Newtown Students Earn Perfect Scores In WordMasters Challenge
Several students in Newtown Public Schools' Project Challenge program recently received a perfect score in the last of three meets in the 2025-26 WordMasters Challenge.
The event is a national vocabulary competition involving nearly 125,000 students annually.
Competing in the difficult Gold Division of the WordMasters Challenge, fourth grader Bella Mehra; fifth graders Ian Chang, Justin Kubik, and Ike McGrath; and sixth grader Madeline Lucian each earned a perfect score of 20 on the recent challenge.
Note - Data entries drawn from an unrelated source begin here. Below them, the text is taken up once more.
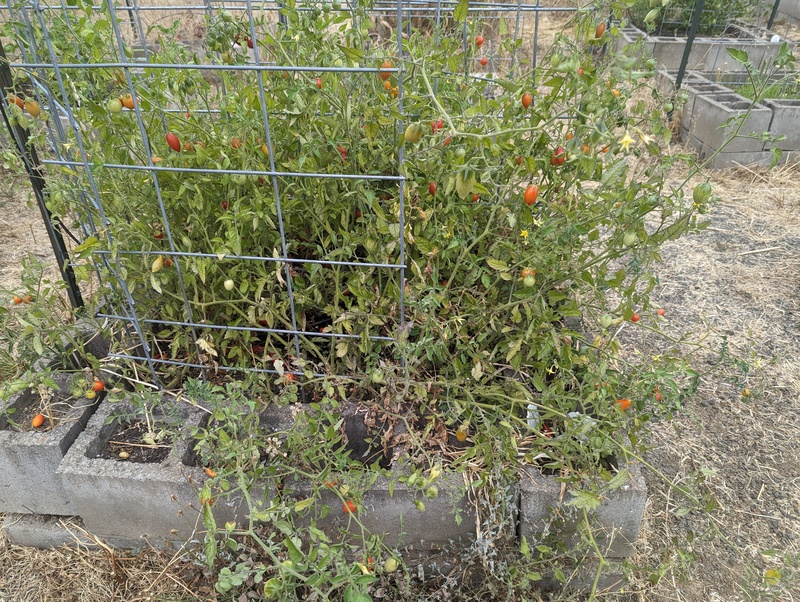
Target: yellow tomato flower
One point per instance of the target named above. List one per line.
(626, 140)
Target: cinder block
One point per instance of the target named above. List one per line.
(616, 521)
(448, 518)
(695, 89)
(711, 112)
(786, 121)
(668, 51)
(580, 578)
(47, 531)
(29, 482)
(725, 160)
(130, 500)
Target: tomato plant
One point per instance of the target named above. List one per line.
(347, 208)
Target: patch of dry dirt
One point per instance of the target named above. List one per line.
(22, 228)
(737, 283)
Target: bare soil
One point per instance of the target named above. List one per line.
(127, 439)
(736, 288)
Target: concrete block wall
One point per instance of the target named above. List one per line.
(618, 517)
(28, 480)
(789, 11)
(122, 499)
(130, 504)
(707, 54)
(710, 105)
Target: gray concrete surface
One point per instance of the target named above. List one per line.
(616, 521)
(29, 482)
(130, 500)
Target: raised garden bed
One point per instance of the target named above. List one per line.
(707, 54)
(30, 456)
(710, 105)
(139, 501)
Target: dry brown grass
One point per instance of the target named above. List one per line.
(739, 282)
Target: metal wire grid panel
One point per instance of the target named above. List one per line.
(217, 241)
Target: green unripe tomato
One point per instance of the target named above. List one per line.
(701, 193)
(114, 106)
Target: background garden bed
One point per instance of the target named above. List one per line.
(707, 54)
(711, 104)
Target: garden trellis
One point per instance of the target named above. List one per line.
(64, 54)
(382, 190)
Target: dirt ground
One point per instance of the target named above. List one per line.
(736, 287)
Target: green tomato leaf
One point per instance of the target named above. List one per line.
(738, 55)
(460, 13)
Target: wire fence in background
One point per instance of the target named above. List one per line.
(211, 250)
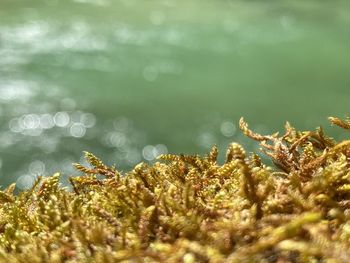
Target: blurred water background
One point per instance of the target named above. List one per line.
(131, 79)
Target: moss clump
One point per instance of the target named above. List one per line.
(192, 209)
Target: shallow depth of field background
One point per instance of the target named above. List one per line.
(131, 79)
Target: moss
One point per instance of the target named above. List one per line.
(191, 208)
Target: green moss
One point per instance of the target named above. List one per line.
(192, 209)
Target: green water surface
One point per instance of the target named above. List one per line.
(130, 79)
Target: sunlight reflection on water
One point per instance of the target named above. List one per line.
(87, 75)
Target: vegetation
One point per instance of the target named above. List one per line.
(192, 209)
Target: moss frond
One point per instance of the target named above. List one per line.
(191, 208)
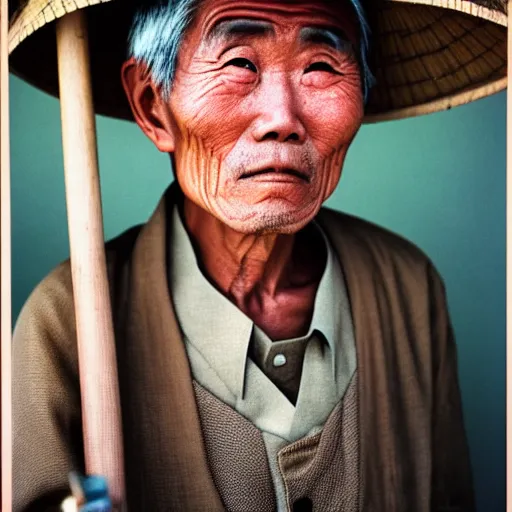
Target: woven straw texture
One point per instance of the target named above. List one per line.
(427, 56)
Nationally, only 61 fourth graders, 92 fifth graders, and 57 sixth graders achieved this result.
Other students from Newtown Public Schools who achieved outstanding results in the meet include fourth grader Jonathan Liu, fifth grader Aiden Whiteley, and sixth graders Chase Ibbitson and Lucy Tyrrell.
The students were coached in preparation for the competition by Project Challenge teachers Kate Magness and Eric Myhill.
The WordMasters Challenge is an exercise in critical thinking that first encourages students to become familiar with a set of interesting new words (considerably harder than grade level), and then challenges them to use those words to complete analogies expressing various kinds of logical relationships.
Working to solve the analogies helps students learn to think both analytically and metaphorically.
Although most vocabulary enrichment and analogy-solving programs are designed for use by high school students, WordMasters Challenge materials have been specifically created for younger students in grades three through eight.
They are particularly well-suited for children who are motivated by the challenge of learning new words and enjoy the logical puzzles posed by analogies.
The WordMasters Challenge program is administered by a company based in New Jersey, which is dedicated to inspiring high achievement in American schools. Further information is available at wordmasterschallenge.com.